I have two problems (listed below):

1.The profit P (in hundreds of dollars) that a company makes depends on the amount x (in hundreds of dollars) the company spends on advertising according to the model P = 230 + 20x -0.5x^2.

What expenditure for advertising will yield a maximum profit?

2. The height y (in feet) of a ball thrown by a child is y= -1x^2/12 + 2x + 4, where x is the horizontal distance (in feet) from the point at which the ball is thrown.

How far from the child does the ball strike the ground?

1. Ah, the classic advertising dilemma! To find the expenditure that will yield a maximum profit, we need to maximize the quadratic equation P = 230 + 20x - 0.5x^2. Now, no need to quack your brains over this - let's throw in some math fun!

First, let's rewrite the equation as P = -0.5x^2 + 20x + 230. Remember, this is for finding the maximum, not the minimum – we're not looking to minimize profits; we're here to maximize the moolah!

To find the maximum point, we take the derivative of the equation.
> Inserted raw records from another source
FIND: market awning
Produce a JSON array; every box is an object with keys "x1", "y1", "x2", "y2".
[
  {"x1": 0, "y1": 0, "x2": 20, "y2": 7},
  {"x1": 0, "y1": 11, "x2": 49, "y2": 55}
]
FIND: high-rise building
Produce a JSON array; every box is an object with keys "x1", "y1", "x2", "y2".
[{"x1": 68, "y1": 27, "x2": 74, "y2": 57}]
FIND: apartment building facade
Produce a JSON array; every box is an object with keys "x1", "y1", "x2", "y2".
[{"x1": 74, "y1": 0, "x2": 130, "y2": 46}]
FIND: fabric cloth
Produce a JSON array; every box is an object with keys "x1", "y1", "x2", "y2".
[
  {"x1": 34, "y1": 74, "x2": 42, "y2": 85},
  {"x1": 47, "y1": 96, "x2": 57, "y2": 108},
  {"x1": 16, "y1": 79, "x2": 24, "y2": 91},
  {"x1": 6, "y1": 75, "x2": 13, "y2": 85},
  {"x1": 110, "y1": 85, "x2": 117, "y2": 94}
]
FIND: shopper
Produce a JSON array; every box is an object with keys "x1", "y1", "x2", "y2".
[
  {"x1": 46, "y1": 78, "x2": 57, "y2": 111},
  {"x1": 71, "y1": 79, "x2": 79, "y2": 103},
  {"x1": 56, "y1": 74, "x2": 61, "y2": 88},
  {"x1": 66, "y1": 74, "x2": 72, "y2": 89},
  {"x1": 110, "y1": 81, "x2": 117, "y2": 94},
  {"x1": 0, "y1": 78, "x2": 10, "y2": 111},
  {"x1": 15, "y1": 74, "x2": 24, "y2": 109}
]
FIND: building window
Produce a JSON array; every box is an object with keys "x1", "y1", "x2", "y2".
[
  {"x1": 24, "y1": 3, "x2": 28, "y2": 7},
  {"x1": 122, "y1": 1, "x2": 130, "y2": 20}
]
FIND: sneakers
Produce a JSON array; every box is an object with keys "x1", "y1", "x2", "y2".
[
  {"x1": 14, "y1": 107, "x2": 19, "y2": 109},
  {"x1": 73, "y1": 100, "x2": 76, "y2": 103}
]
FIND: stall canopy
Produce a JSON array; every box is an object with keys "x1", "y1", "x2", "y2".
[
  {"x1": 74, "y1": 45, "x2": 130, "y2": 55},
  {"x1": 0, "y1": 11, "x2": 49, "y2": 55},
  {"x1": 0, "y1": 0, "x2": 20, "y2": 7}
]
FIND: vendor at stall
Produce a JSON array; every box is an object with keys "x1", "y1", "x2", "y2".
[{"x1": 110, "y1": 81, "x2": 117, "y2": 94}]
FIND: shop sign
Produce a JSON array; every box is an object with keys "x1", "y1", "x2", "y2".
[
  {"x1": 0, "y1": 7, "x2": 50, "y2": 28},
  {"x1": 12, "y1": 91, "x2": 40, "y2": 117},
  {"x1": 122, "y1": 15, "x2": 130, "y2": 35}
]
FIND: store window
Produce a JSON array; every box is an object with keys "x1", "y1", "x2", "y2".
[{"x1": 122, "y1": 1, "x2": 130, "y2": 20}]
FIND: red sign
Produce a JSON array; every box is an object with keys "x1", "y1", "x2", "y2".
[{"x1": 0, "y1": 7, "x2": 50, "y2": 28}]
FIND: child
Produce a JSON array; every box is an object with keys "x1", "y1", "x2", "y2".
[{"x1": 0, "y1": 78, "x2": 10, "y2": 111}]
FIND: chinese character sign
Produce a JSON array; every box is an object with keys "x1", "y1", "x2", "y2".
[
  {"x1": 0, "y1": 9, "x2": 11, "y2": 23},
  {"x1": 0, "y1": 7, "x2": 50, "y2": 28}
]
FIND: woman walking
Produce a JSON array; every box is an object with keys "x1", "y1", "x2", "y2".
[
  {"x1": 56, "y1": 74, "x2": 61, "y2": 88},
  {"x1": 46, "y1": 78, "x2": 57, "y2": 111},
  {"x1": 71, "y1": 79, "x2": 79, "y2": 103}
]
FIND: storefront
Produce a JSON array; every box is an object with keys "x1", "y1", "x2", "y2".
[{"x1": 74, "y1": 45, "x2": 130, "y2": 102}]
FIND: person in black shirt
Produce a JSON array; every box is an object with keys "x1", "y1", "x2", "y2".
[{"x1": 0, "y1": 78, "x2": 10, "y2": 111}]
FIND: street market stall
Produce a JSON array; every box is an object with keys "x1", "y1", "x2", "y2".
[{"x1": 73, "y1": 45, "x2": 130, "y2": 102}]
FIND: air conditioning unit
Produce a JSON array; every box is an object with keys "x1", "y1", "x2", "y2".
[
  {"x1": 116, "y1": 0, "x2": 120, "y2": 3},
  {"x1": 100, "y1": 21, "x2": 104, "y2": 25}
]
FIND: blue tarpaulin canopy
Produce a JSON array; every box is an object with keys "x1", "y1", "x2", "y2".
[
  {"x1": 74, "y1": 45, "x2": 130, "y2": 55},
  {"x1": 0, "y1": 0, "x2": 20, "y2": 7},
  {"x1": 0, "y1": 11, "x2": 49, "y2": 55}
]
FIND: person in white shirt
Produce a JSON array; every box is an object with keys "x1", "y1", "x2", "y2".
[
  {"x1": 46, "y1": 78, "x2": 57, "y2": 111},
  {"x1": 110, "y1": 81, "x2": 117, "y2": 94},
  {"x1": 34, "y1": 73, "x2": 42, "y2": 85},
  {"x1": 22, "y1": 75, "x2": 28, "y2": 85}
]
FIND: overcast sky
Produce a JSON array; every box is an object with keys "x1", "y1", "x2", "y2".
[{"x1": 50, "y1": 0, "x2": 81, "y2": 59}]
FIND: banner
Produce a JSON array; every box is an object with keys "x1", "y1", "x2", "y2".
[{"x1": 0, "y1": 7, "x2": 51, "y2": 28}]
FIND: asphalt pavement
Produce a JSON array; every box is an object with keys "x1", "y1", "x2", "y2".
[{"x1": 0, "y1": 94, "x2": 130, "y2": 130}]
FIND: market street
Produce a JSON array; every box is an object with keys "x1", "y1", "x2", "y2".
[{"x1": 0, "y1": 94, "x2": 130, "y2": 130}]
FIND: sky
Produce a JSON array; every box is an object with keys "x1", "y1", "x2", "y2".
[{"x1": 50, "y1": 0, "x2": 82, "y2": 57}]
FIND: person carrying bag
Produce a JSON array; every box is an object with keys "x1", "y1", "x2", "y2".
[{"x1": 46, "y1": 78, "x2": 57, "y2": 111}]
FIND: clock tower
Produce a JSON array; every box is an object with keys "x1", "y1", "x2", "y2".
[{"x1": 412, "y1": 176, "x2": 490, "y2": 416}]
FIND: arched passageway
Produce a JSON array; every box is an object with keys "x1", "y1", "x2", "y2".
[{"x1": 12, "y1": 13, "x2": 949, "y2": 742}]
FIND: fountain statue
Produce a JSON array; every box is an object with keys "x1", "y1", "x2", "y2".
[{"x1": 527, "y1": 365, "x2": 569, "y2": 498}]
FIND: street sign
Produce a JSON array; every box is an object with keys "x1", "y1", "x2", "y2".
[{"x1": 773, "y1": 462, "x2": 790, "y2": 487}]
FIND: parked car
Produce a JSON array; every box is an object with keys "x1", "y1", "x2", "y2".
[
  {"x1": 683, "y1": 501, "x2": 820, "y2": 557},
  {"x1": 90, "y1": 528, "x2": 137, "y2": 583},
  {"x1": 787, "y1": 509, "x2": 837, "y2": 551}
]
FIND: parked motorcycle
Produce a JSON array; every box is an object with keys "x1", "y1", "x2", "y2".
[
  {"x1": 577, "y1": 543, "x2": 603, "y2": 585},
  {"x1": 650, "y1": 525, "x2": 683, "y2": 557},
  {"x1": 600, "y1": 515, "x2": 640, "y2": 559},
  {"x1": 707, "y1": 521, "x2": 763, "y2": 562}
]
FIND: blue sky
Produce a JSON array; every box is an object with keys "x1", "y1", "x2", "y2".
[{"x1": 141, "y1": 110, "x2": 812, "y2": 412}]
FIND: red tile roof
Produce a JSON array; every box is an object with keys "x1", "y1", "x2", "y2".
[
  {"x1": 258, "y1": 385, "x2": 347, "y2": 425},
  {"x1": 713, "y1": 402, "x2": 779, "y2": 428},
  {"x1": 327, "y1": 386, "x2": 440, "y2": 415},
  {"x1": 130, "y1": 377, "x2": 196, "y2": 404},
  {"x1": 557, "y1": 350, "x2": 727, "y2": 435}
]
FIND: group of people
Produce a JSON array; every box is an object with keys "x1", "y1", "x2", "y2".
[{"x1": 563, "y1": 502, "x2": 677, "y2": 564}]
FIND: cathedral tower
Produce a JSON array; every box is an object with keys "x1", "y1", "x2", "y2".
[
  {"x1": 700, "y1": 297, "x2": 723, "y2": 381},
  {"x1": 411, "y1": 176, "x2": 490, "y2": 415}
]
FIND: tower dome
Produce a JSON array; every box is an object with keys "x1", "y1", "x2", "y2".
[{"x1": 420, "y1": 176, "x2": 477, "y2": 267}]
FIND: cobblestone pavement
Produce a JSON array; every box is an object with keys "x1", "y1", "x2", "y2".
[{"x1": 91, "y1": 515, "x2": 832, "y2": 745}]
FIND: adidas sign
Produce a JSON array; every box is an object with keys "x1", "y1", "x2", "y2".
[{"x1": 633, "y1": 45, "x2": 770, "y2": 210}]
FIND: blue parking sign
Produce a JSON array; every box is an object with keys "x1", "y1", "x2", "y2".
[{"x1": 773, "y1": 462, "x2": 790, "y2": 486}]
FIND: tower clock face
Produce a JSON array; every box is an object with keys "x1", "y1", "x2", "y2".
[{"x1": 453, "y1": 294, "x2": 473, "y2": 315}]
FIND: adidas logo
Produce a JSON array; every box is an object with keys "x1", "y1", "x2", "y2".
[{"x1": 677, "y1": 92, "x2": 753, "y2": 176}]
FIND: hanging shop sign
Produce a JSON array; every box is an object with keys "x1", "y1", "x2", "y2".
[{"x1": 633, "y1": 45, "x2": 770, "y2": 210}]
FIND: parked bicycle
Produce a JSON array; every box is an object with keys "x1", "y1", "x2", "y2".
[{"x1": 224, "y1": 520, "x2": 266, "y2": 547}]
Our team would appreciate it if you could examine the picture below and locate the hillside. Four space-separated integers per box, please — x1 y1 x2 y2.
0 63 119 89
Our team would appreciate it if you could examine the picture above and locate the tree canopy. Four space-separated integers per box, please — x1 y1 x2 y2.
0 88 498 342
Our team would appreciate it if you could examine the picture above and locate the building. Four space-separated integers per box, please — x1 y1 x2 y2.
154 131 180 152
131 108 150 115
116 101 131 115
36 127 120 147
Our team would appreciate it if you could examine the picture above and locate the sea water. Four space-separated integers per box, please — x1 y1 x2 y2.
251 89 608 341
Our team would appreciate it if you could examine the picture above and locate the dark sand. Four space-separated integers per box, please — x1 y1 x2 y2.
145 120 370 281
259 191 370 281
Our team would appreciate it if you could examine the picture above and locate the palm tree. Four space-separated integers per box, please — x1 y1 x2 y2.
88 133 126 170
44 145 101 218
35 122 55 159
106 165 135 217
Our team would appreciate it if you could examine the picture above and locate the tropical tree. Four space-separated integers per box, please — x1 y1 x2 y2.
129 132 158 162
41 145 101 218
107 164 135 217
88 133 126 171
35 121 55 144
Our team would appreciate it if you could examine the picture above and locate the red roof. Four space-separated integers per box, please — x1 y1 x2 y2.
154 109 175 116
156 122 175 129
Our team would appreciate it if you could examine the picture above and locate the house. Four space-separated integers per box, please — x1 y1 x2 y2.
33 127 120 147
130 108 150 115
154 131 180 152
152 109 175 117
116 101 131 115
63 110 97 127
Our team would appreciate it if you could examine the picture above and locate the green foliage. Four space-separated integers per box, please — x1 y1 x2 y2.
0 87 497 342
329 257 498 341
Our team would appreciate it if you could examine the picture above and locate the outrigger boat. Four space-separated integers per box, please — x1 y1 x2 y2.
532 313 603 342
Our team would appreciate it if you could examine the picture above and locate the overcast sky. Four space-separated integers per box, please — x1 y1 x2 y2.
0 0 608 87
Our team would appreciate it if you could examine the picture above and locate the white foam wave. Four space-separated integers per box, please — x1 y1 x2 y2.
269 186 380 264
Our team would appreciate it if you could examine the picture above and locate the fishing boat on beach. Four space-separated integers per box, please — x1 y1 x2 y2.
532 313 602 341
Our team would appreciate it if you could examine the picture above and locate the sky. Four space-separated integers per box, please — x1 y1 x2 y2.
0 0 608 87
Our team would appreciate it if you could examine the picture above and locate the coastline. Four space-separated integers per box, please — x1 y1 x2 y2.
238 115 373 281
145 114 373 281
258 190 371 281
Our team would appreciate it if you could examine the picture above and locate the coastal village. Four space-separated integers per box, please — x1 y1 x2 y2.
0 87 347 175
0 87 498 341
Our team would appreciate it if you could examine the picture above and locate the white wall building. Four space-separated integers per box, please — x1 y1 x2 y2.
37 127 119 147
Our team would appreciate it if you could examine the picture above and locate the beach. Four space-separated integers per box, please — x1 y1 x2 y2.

So, dP/dx = -1x + 20. Great, now let's set this der-ivy equal to zero: -x + 20 = 0. Solving for x, we get x = 20.

So, an expenditure of $20 (in hundreds of dollars) will maximize the profit! Just keep in mind, this is a quadratic model, not a magical profit genie – accuracy may vary!

2. Ah, the ball in flight! But where will it land? Let's dig in and find out!

We have the equation y = -1x^2/12 + 2x + 4. To figure out where the ball strikes the ground, we need to find the x-intercept. In simpler terms, we're looking for when y becomes zero – or when the ball hits the ground with a resounding thud!

Setting y to zero, we have 0 = -1x^2/12 + 2x + 4. Now, let's put on our math hat and solve this bad boy!

Multiplying everything by 12 to eliminate the fraction gives us 0 = -x^2 + 24x + 48. A bit of algebra acrobatics will reveal that x^2 - 24x - 48 = 0. Now we can use the quadratic formula for a grand finale!

The quadratic formula tells us that x = (-b ± √(b^2 - 4ac)) / 2a. Plugging in the values a = 1, b = -24, and c = -48, we find x equals approximately 25.17 or -1.17.

Since we're dealing with a distance, a negative value doesn't make sense. Therefore, the ball strikes the ground approximately 25.17 feet away from the child.

And there you have it, my friend! Playful math and a bit of clowny wisdom to solve your problems!

To find the expenditure for advertising that will yield a maximum profit, we need to use calculus and find the critical points of the profit equation, P = 230 + 20x - 0.5x^2.

To find the critical points, we need to take the derivative of P with respect to x, set it equal to zero, and solve for x.

First, let's find the derivative of P with respect to x:
dP/dx = 20 - x

Next, set dP/dx equal to zero and solve for x:
20 - x = 0
x = 20

So, x = 20 is a critical point of the profit equation.

To determine if it is a maximum or minimum, we need to take the second derivative and evaluate it at the critical point.

The second derivative, d^2P/dx^2, is the derivative of the derivative:
d^2P/dx^2 = -1

Since the second derivative is negative, it means the critical point x = 20 corresponds to a maximum profit.

Therefore, an expenditure of x = 20 (in hundreds of dollars) for advertising will yield a maximum profit.

Moving on to the second problem, to find how far from the child the ball strikes the ground, we need to determine the value of x when y = 0 in the equation y = -1x^2/12 + 2x + 4.

To do this, we set y equal to 0 and solve for x:
0 = -x^2/12 + 2x + 4

To simplify the equation, let's multiply it by 12 to clear the fractions:
0 = -x^2 + 24x + 48

Now, we have a quadratic equation. We can solve it by factoring, completing the square, or using the quadratic formula. In this case, let's use the quadratic formula to find the solutions for x:

x = (-b ± √(b^2 - 4ac)) / 2a

For the quadratic equation -x^2 + 24x + 48, the coefficients are a = -1, b = 24, and c = 48.

Substituting these values into the quadratic formula:

x = (-24 ± √(24^2 - 4*(-1)*(48))) / (2*(-1))
x = (-24 ± √(576 + 192)) / (-2)
x = (-24 ± √(768)) / (-2)
x = (-24 ± 2√(192)) / (-2)
x = 12 ± √(192)

So, the ball strikes the ground when it is approximately 12 - √(192) feet and 12 + √(192) feet away from the child.